Développer une vraie politique de prévention représente aussi un enjeu économique majeur puisque toutes les grandes études montrent combien les dépenses de santé seraient très largement contenues grâce à une ambitieuse politique de prévention. Malheureusement, ce bénéfice n’interviendra qu’au bout de quelques années, voire quelques dizaines d’années, ce qui est incompatible avec le temps du politique. Les choses peuvent-elles changer ? Oui, car l’arrivée du numérique en santé est une opportunité extraordinaire : son impact et son appropriation large sont extrêmement rapides.
Aujourd’hui, le numérique envahit nos vies quotidiennes à toute allure : les téléphones portables deviennent des outils permettant de contrôler le nombre de pas quotidiens, la distance parcourue, mais également la fréquence cardiaque, l’ECG, le sommeil, le stress, etc. Les montres connectées développent des contrôles permanents de paramètres vitaux sans que cela ne soit ni exploité, ni contrôlé, ni évalué.
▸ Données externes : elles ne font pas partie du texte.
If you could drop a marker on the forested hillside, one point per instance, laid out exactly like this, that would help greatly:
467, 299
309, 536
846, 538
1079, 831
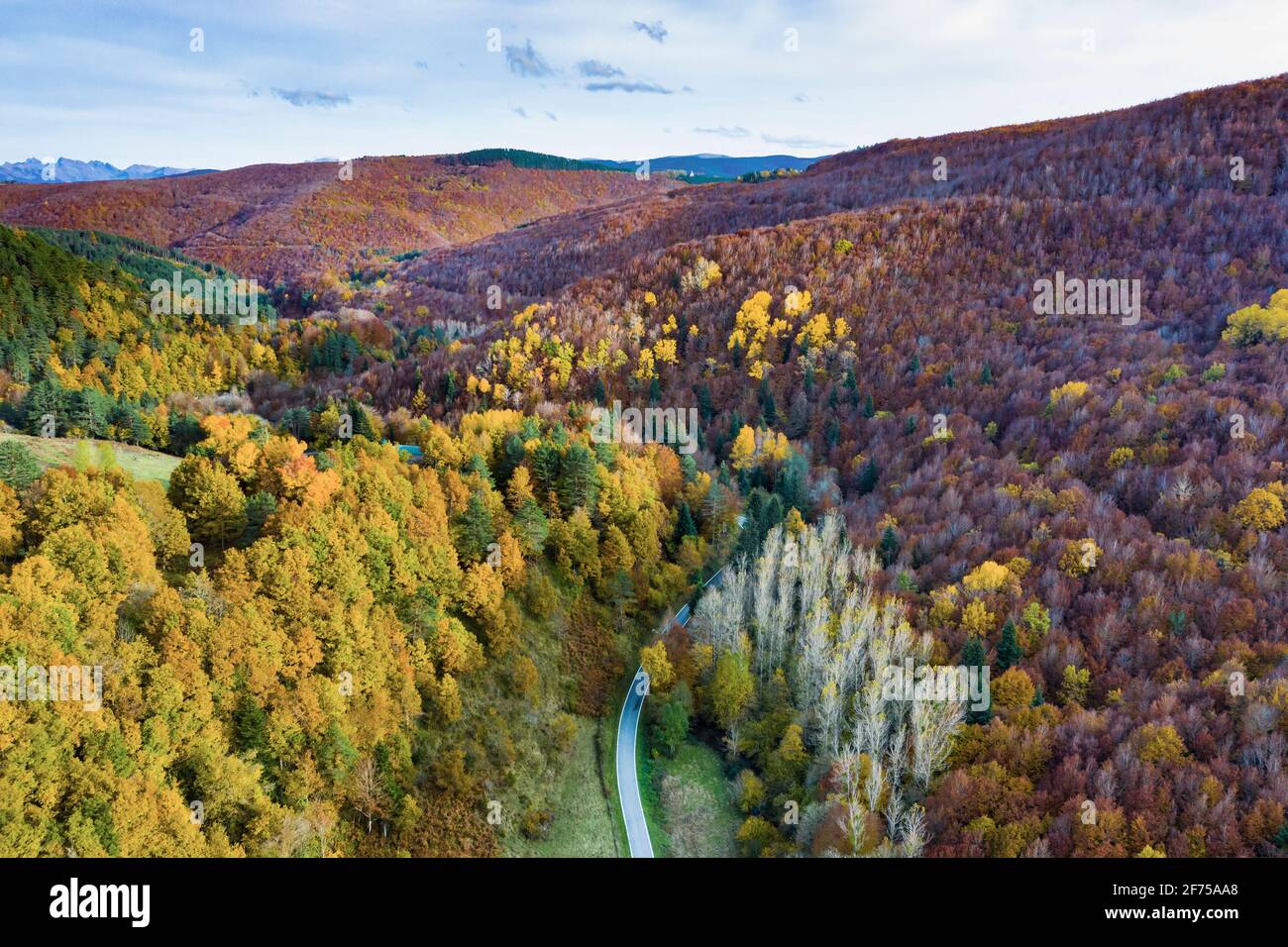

Non seulement le numérique envahit la vie quotidienne de chacun, mais il bouleverse aussi l’exercice professionnel des professionnels de santé. L’heure n’est plus à discuter de l’informatisation du cabinet médical : ce temps est largement révolu. La télémédecine transforme l’exercice médical et le suivi du patient : la crise du Covid-19 a installé durablement la téléconsultation dans les outils d’accès aux soins, et la télésurveillance est devenue depuis quelques mois un élément de droit commun quittant la phase expérimentale et permettant le maintien à domicile de patients très fragiles sans risque pour leur santé.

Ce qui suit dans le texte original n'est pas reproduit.